Ketum PPP: Khofifah Tak Perlu Mundur Jika Jadi Cagub di Jatim

0
108
Ketum PPP Romahurmuziy
Ketum PPP Romahurmuziy

Jakarta, Nawacita – Isu reshuffle kabinet kembali mencuat setelah Menteri Sosial Khofifah Indar Parawansa berencana mencalonkan diri dalam Pilgub Jatim. Namun Ketum PPP Romahurmuziy mengatakan Khofifah tak perlu mundur dari jabatannya sebagai Menteri Sosial.

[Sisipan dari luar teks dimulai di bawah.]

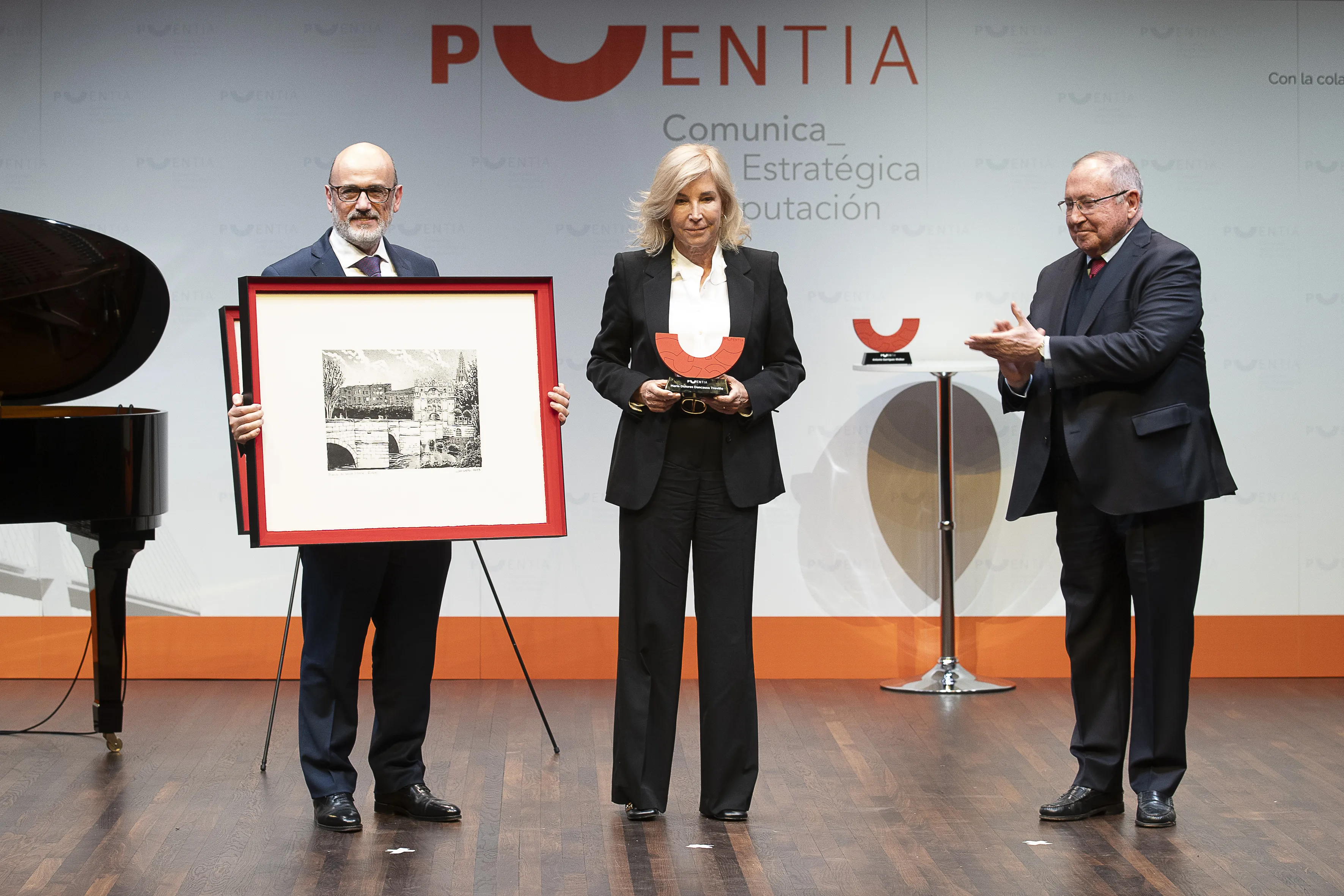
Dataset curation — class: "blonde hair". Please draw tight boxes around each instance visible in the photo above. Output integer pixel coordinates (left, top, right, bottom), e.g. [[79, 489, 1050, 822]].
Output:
[[630, 144, 751, 255]]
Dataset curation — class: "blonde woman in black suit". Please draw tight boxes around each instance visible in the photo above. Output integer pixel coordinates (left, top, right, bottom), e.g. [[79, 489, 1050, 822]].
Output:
[[587, 144, 804, 821]]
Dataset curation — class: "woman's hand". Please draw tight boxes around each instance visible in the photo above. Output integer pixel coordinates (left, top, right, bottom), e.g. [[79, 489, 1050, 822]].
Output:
[[545, 383, 570, 426], [228, 394, 262, 445], [633, 380, 681, 414], [706, 376, 751, 414]]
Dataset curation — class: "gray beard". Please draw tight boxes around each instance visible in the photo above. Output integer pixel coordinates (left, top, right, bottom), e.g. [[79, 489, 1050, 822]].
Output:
[[332, 215, 388, 253]]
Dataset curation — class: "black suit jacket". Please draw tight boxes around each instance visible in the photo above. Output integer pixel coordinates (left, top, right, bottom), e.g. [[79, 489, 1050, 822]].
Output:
[[587, 243, 804, 509], [998, 219, 1237, 520], [262, 227, 438, 277]]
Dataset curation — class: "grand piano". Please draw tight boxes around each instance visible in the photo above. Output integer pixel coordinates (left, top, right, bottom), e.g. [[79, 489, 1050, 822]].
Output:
[[0, 209, 168, 752]]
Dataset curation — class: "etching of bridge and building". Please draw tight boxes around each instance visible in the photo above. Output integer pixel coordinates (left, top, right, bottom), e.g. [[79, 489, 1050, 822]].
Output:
[[327, 380, 480, 470]]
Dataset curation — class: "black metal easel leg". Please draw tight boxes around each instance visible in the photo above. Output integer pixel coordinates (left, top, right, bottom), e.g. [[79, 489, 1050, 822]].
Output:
[[261, 551, 300, 771], [472, 539, 560, 752]]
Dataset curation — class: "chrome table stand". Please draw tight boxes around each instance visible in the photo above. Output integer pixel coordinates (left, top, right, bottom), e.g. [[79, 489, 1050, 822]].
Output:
[[882, 368, 1017, 693]]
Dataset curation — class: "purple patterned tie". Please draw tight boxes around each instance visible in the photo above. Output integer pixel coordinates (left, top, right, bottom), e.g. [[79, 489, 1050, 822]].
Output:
[[351, 255, 383, 277]]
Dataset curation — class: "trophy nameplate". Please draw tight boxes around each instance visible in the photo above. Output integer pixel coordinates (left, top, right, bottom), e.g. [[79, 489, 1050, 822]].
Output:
[[654, 333, 746, 414], [863, 352, 913, 364]]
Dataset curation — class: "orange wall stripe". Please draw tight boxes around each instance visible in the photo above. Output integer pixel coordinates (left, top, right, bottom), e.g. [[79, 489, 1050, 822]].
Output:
[[0, 616, 1344, 678]]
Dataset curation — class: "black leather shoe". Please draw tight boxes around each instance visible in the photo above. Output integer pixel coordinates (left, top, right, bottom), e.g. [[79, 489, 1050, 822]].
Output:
[[1134, 790, 1176, 827], [374, 784, 462, 821], [313, 794, 364, 830], [1040, 784, 1125, 821], [625, 803, 659, 821]]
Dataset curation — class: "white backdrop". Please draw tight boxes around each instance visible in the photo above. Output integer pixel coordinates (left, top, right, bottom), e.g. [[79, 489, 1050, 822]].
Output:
[[0, 0, 1344, 615]]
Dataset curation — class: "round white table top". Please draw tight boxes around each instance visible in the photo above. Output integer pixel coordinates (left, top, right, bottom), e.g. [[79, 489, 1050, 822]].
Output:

“Secara peraturan, Bu Khofifah itu menurut interpretasi sebagian pakar tata negara tidak perlu mundur,” ujar Ketum PPP Romahurmuziy (Romi) saat berbincang dengan detikcom di kantor detikcom, Jalan Kapten Tendean, Jakarta Selatan, Selasa (10/10/2017).

Pencalonan Khofifah kerap dikaitkan dengan isu reshuffle. Romi mengatakan, soal isu reshuffle kabinet, hanya Presiden Jokowi yang tahu. Jokowi akan melihat apakah komposisi Kabinet Kerja telah sesuai dengan yang diharapkan.

“Yang tahu Presiden, kalau kita kan dalam posisi yang mempersilakan kepada Presiden sesuai komposisi yang dimilikinya, apakah sudah nyaman dengan komposisi yang terakhir ini ataukah masih melakukan pembaharuan dengan sisa-sisa 20 bulan ke depan,” kata Romi.

Sampai saat ini, ada 4 partai yang telah memutuskan mengusung Khofifah, yakni Golkar, NasDem, Hanura, dan PPP. Jika kekuatan keempat partai tersebut disatukan, Khofifah akan mendapat 22 kursi di DPRD Jatim, dengan rincian Golkar memiliki 11 kursi, NasDem 4 kursi, Hanura 2 kursi, dan PPP 5 kursi. Minimal kursi untuk maju dalam Pilgub Jatim adalah 20 kursi.

Peluang Khofifah maju ke Pilgub Jatim kian mantap setelah mengambil formulir pendaftaran ke Partai Demokrat. Demokrat memiliki 13 kursi di DPRD Jatim.